While it’s still few week out before the Dwarf Iris make their early Spring appearance (fingers-crossed), I took dive into my photo archives. With a visit to otherworldly landscapes in northwest New Mexico, I thought it would be worthy to share some of this unique photo imagery.
I had seen photos of the bizarre nature of the Bisti/De-Na-Zin Wilderness area. Thus my curiosity was perked. So prior to moving back to CO from NM a few years back, a road-trip was on the itinerary. The destination was Bisti. Still new to my mirrorless camera, I wanted to explore.
The time of year was early fall – so thankfully not too hot. I suspect given the desolate nature of this place it must roast in the heat of summer! While the time of year was nice, the time of day could have been better. Given the photos I’d seen online, sunrise and sunset must be pretty amazing to photograph this bizarre landscape.
Farmington was the hub for this road trip. This worked out well as the Bisti/De-Na-Zin Wilderness access is approximately 43 miles south of Farmington on Highway 371.
Rock Formations Much like a Lunar Landscape
As noted, the Bisti/De-Na-Zin Wilderness is “a rolling landscape of badlands which offers some of the most unusual scenery found in the Four Corners Region. And “offers roughly 60 square miles of remote badlands and some of the most unusual scenery in the world.”
Given the experience, the unique nature of these rock formations is truly otherworldly.
Walking around this bizarre landscape you feel like you’re on another planet or in a sci-fi movie. A set deign for an episode of Star Trek comes to mind too.
More Interesting Facts about the area:
“The Bisti (pronounced bis-tie) was once a coastal swamp of an inland sea; and was home to many large trees, reptiles, dinosaurs, and primitive mammals. What visitors see today is the preserved record of this pre-historic swamp that is now a true desert wilderness.”
An excerpt from: https://www.blm.gov/visit/bisti-de-na-zin-wilderness:
“Time and natural elements have etched a fantasy world of strange rock formations made of interbedded sandstone, shale, mudstone, coal, and silt. The weathering of the sandstone forms hoodoos – weathered rock in the form of pinnacles, spires, cap rocks, and other unusual forms. Fossils occur in this sedimentary landform.”
Imagine 60-85 million years ago it was tropical forest where dinosaurs roamed along with reptiles specific to the area and found no where else. We’re talking an ancient environment with an interior seaway that went through it. Given it’s desolate nature today, it’s hard to envision how it once flourished!
Ancient Petrified Wood
This was my first encounter with petrified wood and I was fascinated. Learning that this area was once a tropical rain forest, it’s amazing these fragments still exist. The landscape is filled with washes – which I suspect can be ripe for flash floods given a heavy rain storm. So these petrified tree fragments may have made a journey to their current resting place in the sand.
Seeing them up close, the textures alone are incredible and tell a story of their history…

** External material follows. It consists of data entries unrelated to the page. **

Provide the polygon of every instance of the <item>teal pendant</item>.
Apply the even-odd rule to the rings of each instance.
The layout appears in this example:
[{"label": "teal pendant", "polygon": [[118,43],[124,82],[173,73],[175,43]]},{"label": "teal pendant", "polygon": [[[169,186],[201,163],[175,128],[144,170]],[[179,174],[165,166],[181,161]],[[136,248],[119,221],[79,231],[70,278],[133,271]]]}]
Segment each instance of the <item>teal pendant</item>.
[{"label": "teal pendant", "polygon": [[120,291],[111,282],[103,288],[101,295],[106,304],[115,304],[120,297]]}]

Patterns Galore with Cracked Mud Mosaics
If this bizarre landscape is not enough with all the strange rock formations, the patterns and textures will have your mind wandering. Looking down there were spots where rain had left their mark in another manner. Instead of rock erosion there were these mosaic-like patterns left on the surface from cracked mud. Who knows when it last saw rain given its parched nature.
Was it Worth the Visit?
I’d have to say absolutely!! It was totally worth it to experience these otherworldly landscapes. Looking up, down or around there was something unique to photograph!
I’d love to make a return visit to the Bisti/De-Na-Zin Wilderness area at some point. Although the next time around I’d likely hire a guide as it’s easy to get disoriented. Being that it’s a true wilderness area there are no marked trails so let the hiker beware! A GPS or compass would be highly advised. And lots of water too 🙂
Aztec Ruins – Also Worth a Visit!
For the record, Bisti was not the only destination for this trip – but also included a visit to the The Aztec Ruins National Monument. It’s about 12 miles northeast of Farmington so not far at all. It’s definitely worth checking out if you find yourself find the area.
The actual complex is quite large with many different structures which you can wander through. It’s impressive to see this architectural history up close.
“Aztec Ruins National Monument was designated a World Heritage site in 1987 as part of Chaco Culture World Heritage site because it preserves important Pueblo architectural and engineering achievements.”
This ruins were occupied by the ancestral Pueblo people until 1300 AD.